Ali Sethi's latest song Chandni Raat speaks to one on so many levels.

Directed by Sarmad Khoosat and Awais Gohar, the soft number has been composed using "only three instruments: the violin, horn and a 130-year-old piano," Sethi tells Images. "No digital instrument has been used in this song, everything is hand played. That's the story of the music."

The five minute music video shows people from various backgrounds incongruous within a shared space and though it creates a contrast between the old and the new, it remains ambiguous, open to interpretation of the viewer.

Each individual shares a space that belongs to them but towards the end of the video, they all come together as one, in peace and harmony and the darkness turns to light as they reach out to each other for comfort, support, kindness.

Ali, who has been training in classical music for years now under Ustad Naseeruddin Saami, says that one of his favourite raags is 'Gaud Sarang'. About the poetry, he says that he had read Saifuddin Saif’s Urdu ghazal and couldn’t get the first sher (couplet) out of his head: ‘Chandni Raat badi der ke baad aayi hai, lab pe ik baat bari der ke baad aayi hai'.

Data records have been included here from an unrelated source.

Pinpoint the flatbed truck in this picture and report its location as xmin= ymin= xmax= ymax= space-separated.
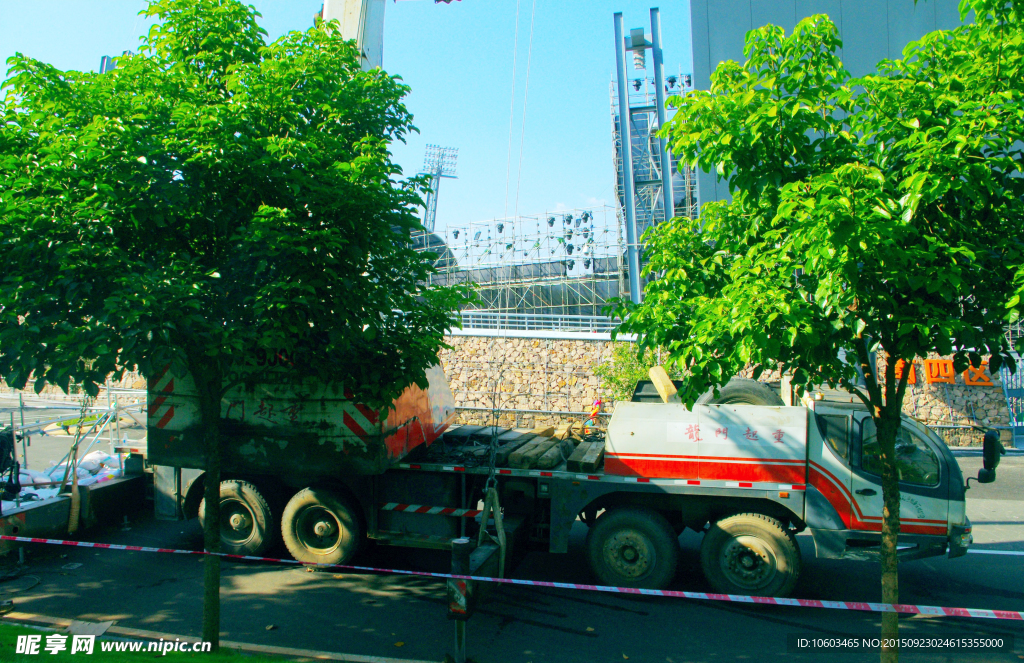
xmin=146 ymin=369 xmax=996 ymax=595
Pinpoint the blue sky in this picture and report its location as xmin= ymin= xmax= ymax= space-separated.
xmin=0 ymin=0 xmax=693 ymax=232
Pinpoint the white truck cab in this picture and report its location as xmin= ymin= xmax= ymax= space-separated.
xmin=597 ymin=378 xmax=995 ymax=595
xmin=805 ymin=400 xmax=972 ymax=561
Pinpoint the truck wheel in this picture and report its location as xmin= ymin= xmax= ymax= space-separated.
xmin=701 ymin=513 xmax=801 ymax=597
xmin=586 ymin=508 xmax=678 ymax=589
xmin=695 ymin=377 xmax=784 ymax=406
xmin=198 ymin=480 xmax=274 ymax=556
xmin=281 ymin=487 xmax=363 ymax=566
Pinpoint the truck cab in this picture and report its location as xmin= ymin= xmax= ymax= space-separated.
xmin=806 ymin=400 xmax=972 ymax=561
xmin=594 ymin=378 xmax=982 ymax=596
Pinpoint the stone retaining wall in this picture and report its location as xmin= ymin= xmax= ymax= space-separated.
xmin=0 ymin=372 xmax=146 ymax=407
xmin=4 ymin=339 xmax=1010 ymax=446
xmin=438 ymin=335 xmax=615 ymax=414
xmin=441 ymin=334 xmax=1013 ymax=446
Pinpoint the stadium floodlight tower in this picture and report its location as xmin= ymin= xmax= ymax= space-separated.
xmin=421 ymin=144 xmax=458 ymax=233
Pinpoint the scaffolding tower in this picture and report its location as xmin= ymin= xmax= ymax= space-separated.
xmin=610 ymin=74 xmax=699 ymax=239
xmin=413 ymin=205 xmax=626 ymax=319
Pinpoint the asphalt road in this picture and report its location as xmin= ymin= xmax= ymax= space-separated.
xmin=0 ymin=458 xmax=1022 ymax=663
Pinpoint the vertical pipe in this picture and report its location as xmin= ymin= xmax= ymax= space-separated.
xmin=450 ymin=537 xmax=471 ymax=663
xmin=10 ymin=413 xmax=19 ymax=508
xmin=9 ymin=413 xmax=15 ymax=465
xmin=454 ymin=621 xmax=466 ymax=663
xmin=106 ymin=378 xmax=115 ymax=453
xmin=18 ymin=392 xmax=27 ymax=470
xmin=650 ymin=7 xmax=674 ymax=223
xmin=614 ymin=13 xmax=642 ymax=304
xmin=460 ymin=473 xmax=466 ymax=538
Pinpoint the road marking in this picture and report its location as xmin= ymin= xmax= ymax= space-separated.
xmin=967 ymin=549 xmax=1024 ymax=556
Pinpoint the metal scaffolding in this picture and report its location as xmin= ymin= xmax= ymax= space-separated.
xmin=610 ymin=73 xmax=699 ymax=239
xmin=414 ymin=205 xmax=627 ymax=318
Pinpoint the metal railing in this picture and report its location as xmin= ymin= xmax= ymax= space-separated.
xmin=457 ymin=311 xmax=617 ymax=333
xmin=0 ymin=387 xmax=146 ymax=472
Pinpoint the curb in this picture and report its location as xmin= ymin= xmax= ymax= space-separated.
xmin=2 ymin=612 xmax=437 ymax=663
xmin=950 ymin=447 xmax=1024 ymax=457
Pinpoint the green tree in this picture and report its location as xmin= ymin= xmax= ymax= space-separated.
xmin=0 ymin=0 xmax=468 ymax=648
xmin=611 ymin=4 xmax=1023 ymax=660
xmin=594 ymin=342 xmax=681 ymax=402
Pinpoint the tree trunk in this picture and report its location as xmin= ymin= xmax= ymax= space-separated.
xmin=196 ymin=368 xmax=222 ymax=651
xmin=877 ymin=413 xmax=901 ymax=663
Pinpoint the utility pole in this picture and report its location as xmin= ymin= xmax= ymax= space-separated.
xmin=613 ymin=13 xmax=641 ymax=305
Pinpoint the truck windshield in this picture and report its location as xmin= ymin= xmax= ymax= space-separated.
xmin=860 ymin=419 xmax=940 ymax=486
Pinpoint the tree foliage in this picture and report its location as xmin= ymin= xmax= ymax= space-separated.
xmin=0 ymin=0 xmax=470 ymax=646
xmin=610 ymin=2 xmax=1023 ymax=658
xmin=0 ymin=0 xmax=468 ymax=408
xmin=614 ymin=9 xmax=1022 ymax=404
xmin=594 ymin=343 xmax=681 ymax=402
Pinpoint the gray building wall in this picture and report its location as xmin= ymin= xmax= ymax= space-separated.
xmin=689 ymin=0 xmax=967 ymax=205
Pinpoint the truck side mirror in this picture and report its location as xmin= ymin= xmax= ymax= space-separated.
xmin=983 ymin=430 xmax=1005 ymax=471
xmin=975 ymin=430 xmax=1006 ymax=484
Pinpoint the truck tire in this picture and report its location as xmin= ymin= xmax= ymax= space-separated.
xmin=198 ymin=480 xmax=274 ymax=556
xmin=696 ymin=377 xmax=784 ymax=406
xmin=281 ymin=487 xmax=363 ymax=566
xmin=586 ymin=508 xmax=678 ymax=589
xmin=701 ymin=512 xmax=801 ymax=597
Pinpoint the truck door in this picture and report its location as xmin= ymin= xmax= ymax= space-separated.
xmin=807 ymin=405 xmax=856 ymax=529
xmin=849 ymin=414 xmax=948 ymax=536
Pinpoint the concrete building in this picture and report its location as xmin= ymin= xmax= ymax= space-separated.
xmin=689 ymin=0 xmax=966 ymax=206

"It's a very sweet, melancholic, very playful melody. And then those two lines jumped out at me. I think the song represents all of us and can be interpreted in many creative ways," he says.

The singer started playing around with this raag when he decided that he wanted to compose a song around it. He sat down with a lyricist in Lahore Shakeel Sohail and worked two more rhymes with this line.

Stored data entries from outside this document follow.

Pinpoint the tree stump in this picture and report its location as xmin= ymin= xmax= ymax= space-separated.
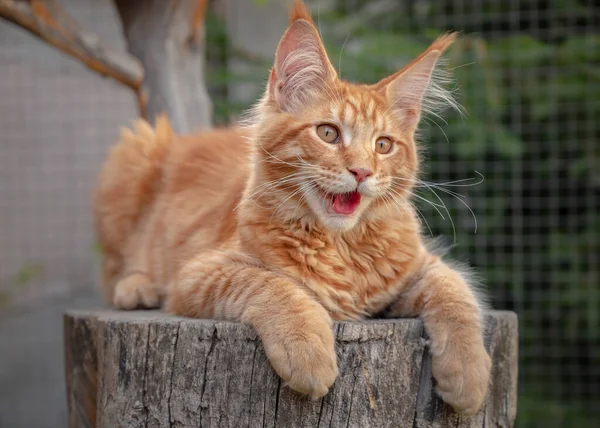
xmin=64 ymin=310 xmax=517 ymax=428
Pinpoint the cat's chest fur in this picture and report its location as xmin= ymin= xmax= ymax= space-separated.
xmin=265 ymin=220 xmax=423 ymax=320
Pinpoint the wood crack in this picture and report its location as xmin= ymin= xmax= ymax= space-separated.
xmin=167 ymin=322 xmax=181 ymax=428
xmin=482 ymin=404 xmax=487 ymax=428
xmin=316 ymin=396 xmax=326 ymax=427
xmin=198 ymin=325 xmax=218 ymax=428
xmin=344 ymin=370 xmax=358 ymax=428
xmin=329 ymin=323 xmax=343 ymax=428
xmin=142 ymin=325 xmax=152 ymax=428
xmin=273 ymin=377 xmax=282 ymax=426
xmin=412 ymin=325 xmax=430 ymax=428
xmin=248 ymin=343 xmax=259 ymax=424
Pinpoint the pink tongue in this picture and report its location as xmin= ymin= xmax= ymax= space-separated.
xmin=332 ymin=191 xmax=362 ymax=214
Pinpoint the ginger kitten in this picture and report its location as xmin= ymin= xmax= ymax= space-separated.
xmin=94 ymin=0 xmax=491 ymax=415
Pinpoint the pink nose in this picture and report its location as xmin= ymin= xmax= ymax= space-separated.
xmin=348 ymin=168 xmax=373 ymax=183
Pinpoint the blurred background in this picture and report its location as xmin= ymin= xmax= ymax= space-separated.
xmin=0 ymin=0 xmax=598 ymax=427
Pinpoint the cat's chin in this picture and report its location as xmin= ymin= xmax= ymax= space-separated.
xmin=304 ymin=190 xmax=371 ymax=232
xmin=318 ymin=214 xmax=361 ymax=232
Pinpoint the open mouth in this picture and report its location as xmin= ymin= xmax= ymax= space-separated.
xmin=328 ymin=190 xmax=362 ymax=215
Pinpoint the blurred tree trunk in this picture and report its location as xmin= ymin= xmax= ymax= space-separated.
xmin=114 ymin=0 xmax=212 ymax=133
xmin=0 ymin=0 xmax=213 ymax=133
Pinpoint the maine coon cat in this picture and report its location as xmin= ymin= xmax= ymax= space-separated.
xmin=94 ymin=0 xmax=491 ymax=415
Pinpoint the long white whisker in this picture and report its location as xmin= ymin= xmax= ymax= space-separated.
xmin=390 ymin=172 xmax=481 ymax=238
xmin=423 ymin=171 xmax=485 ymax=187
xmin=258 ymin=143 xmax=302 ymax=169
xmin=338 ymin=32 xmax=351 ymax=79
xmin=421 ymin=116 xmax=450 ymax=145
xmin=380 ymin=192 xmax=397 ymax=217
xmin=390 ymin=170 xmax=485 ymax=188
xmin=415 ymin=179 xmax=457 ymax=243
xmin=410 ymin=202 xmax=433 ymax=237
xmin=292 ymin=182 xmax=317 ymax=219
xmin=233 ymin=172 xmax=313 ymax=211
xmin=428 ymin=184 xmax=466 ymax=198
xmin=264 ymin=159 xmax=323 ymax=171
xmin=271 ymin=184 xmax=308 ymax=221
xmin=392 ymin=191 xmax=433 ymax=236
xmin=426 ymin=109 xmax=449 ymax=126
xmin=410 ymin=192 xmax=447 ymax=219
xmin=389 ymin=180 xmax=456 ymax=241
xmin=448 ymin=61 xmax=476 ymax=71
xmin=427 ymin=185 xmax=478 ymax=233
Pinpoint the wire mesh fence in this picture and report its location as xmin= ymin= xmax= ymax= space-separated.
xmin=0 ymin=0 xmax=597 ymax=427
xmin=208 ymin=1 xmax=599 ymax=426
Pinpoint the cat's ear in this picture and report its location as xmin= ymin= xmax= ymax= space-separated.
xmin=268 ymin=0 xmax=337 ymax=113
xmin=374 ymin=32 xmax=458 ymax=131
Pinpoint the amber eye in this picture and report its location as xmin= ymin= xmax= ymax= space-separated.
xmin=375 ymin=137 xmax=393 ymax=154
xmin=316 ymin=124 xmax=340 ymax=144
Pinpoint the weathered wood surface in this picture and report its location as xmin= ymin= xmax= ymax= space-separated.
xmin=64 ymin=310 xmax=518 ymax=428
xmin=114 ymin=0 xmax=212 ymax=133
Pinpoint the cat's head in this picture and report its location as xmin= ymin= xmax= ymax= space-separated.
xmin=247 ymin=0 xmax=458 ymax=232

"There wasn't just one concept behind the song; it speaks of separation and union, the society, an individual, about the nation, about loneliness, about community and about love -- and that's the beauty of ghazals, that they speak to all of us," adds Sethi.

Sarmad Khoosat tells us that it was a pleasant journey working with Ali as the two have worked together multiple times in the past. "From Manto days and the ghazal he sang for me; I know how his mind works, I was thrilled [to be working on this project] also because ghazal is a genre close to my heart," he says.

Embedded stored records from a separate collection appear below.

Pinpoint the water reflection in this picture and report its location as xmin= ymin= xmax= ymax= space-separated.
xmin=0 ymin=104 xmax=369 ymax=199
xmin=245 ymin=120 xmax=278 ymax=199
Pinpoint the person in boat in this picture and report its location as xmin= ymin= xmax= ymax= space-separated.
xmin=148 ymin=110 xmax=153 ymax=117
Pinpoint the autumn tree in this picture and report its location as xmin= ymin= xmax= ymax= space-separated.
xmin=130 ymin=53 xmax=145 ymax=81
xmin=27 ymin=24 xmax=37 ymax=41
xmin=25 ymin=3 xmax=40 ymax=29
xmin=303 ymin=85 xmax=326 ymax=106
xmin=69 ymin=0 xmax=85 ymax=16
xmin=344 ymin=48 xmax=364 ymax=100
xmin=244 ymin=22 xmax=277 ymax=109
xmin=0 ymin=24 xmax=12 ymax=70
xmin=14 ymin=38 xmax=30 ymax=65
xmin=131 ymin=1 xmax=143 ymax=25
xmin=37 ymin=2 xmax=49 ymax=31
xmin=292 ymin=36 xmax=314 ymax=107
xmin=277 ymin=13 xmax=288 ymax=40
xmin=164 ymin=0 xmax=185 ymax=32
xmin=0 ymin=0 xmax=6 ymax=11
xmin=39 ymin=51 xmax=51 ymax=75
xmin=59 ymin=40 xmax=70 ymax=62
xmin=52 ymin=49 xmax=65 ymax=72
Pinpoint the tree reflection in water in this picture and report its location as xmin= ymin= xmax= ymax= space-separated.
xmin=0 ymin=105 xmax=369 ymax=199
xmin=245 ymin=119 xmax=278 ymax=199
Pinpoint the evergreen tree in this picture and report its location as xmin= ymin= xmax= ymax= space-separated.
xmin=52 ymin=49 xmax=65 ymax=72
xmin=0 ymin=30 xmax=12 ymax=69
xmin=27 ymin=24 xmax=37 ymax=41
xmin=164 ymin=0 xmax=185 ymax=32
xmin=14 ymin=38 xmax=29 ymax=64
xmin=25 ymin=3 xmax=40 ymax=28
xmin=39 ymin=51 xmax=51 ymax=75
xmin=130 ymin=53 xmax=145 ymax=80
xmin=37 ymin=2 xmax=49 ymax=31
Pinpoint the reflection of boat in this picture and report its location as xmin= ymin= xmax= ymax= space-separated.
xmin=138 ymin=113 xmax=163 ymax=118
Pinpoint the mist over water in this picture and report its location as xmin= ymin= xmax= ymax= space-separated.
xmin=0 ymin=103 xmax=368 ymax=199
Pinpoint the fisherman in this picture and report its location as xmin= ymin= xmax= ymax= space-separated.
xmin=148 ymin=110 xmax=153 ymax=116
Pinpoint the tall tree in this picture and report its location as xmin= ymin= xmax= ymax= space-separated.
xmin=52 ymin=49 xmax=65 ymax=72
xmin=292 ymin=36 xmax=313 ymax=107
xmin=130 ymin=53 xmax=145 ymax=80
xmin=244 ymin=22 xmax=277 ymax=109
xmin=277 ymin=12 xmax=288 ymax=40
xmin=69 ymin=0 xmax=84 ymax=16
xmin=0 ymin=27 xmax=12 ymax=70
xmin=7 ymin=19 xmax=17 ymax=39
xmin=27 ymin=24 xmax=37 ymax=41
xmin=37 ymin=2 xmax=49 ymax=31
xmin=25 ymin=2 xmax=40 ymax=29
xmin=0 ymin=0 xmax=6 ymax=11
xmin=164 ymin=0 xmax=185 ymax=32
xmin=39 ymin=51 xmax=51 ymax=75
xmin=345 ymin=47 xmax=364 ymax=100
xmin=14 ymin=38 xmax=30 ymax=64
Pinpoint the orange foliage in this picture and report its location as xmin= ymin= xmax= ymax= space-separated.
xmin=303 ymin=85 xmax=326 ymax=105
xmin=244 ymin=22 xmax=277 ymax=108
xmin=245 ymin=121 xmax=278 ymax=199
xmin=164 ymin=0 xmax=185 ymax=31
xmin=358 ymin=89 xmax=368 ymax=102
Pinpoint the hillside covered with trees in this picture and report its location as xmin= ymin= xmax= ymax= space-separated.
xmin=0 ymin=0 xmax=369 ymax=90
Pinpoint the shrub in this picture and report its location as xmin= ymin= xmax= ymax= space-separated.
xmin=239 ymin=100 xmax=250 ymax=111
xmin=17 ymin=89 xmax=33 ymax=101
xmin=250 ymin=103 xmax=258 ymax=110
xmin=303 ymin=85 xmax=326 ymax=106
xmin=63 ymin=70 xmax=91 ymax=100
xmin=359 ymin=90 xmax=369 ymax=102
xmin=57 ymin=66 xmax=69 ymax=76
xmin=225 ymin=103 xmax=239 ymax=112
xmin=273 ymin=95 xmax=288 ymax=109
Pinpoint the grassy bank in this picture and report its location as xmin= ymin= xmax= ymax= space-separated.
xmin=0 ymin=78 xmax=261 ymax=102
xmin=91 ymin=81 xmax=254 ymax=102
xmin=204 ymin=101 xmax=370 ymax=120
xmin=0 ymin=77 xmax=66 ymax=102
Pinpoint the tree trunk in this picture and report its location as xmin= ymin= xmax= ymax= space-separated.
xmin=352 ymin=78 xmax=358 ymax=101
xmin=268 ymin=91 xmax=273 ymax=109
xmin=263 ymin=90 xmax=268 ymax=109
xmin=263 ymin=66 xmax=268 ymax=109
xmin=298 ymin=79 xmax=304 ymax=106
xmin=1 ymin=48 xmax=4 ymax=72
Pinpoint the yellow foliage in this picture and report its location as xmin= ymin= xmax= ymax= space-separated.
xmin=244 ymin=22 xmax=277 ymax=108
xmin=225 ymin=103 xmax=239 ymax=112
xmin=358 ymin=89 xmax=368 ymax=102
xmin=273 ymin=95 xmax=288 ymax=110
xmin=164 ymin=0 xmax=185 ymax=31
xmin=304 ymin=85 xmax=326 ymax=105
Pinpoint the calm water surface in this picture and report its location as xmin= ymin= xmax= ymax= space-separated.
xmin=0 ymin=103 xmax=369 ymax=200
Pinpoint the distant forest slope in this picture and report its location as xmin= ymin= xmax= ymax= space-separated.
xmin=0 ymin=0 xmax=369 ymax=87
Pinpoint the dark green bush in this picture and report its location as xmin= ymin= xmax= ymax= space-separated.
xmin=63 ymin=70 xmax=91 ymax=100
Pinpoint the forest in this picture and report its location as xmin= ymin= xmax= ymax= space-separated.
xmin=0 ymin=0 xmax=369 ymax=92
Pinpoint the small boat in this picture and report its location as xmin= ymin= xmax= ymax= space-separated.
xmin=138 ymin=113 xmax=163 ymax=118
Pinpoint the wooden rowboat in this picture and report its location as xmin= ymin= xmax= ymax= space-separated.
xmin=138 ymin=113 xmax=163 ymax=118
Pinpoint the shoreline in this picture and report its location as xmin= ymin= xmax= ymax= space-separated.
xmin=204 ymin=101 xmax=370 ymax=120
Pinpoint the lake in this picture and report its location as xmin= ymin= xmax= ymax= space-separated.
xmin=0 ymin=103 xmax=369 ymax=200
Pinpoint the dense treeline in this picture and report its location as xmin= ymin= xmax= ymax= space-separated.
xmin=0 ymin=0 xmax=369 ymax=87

Although he admits that there was some push and pull, which happens when creative minds work together, in the end everything worked out favourably. "We were clear on one thing, that it had to be an abstraction and not like storytelling. We needed an interesting ensemble of people and an abstraction."

"We didn't want to make huge, bold iconic statements in the music video. For me it's people coming together, being unified without making it melodramatic. The video gives an odd dystopia [feel], It can be read whichever way the viewer wishes to read it. We took 21 people, because I just wanted that number; some people [featured in the video] are friends, some actors, my brother is in it as well," adds the director.

He promptly gives credit to his co-director Awais for coming up with the idea of the location, "I need to give him credit for that. We worked very hard on getting that location."

"Chandni Raat is more about the emotions involved -- that's what music invokes. There wasn't a list of ideas to include, it's about whatever it means to people."

The song has been produced by Noah Georgeson. Nijat Ali is on the violin, Tyler Cash, the piano and Jordan Katz, the trumpet and flugelhorn.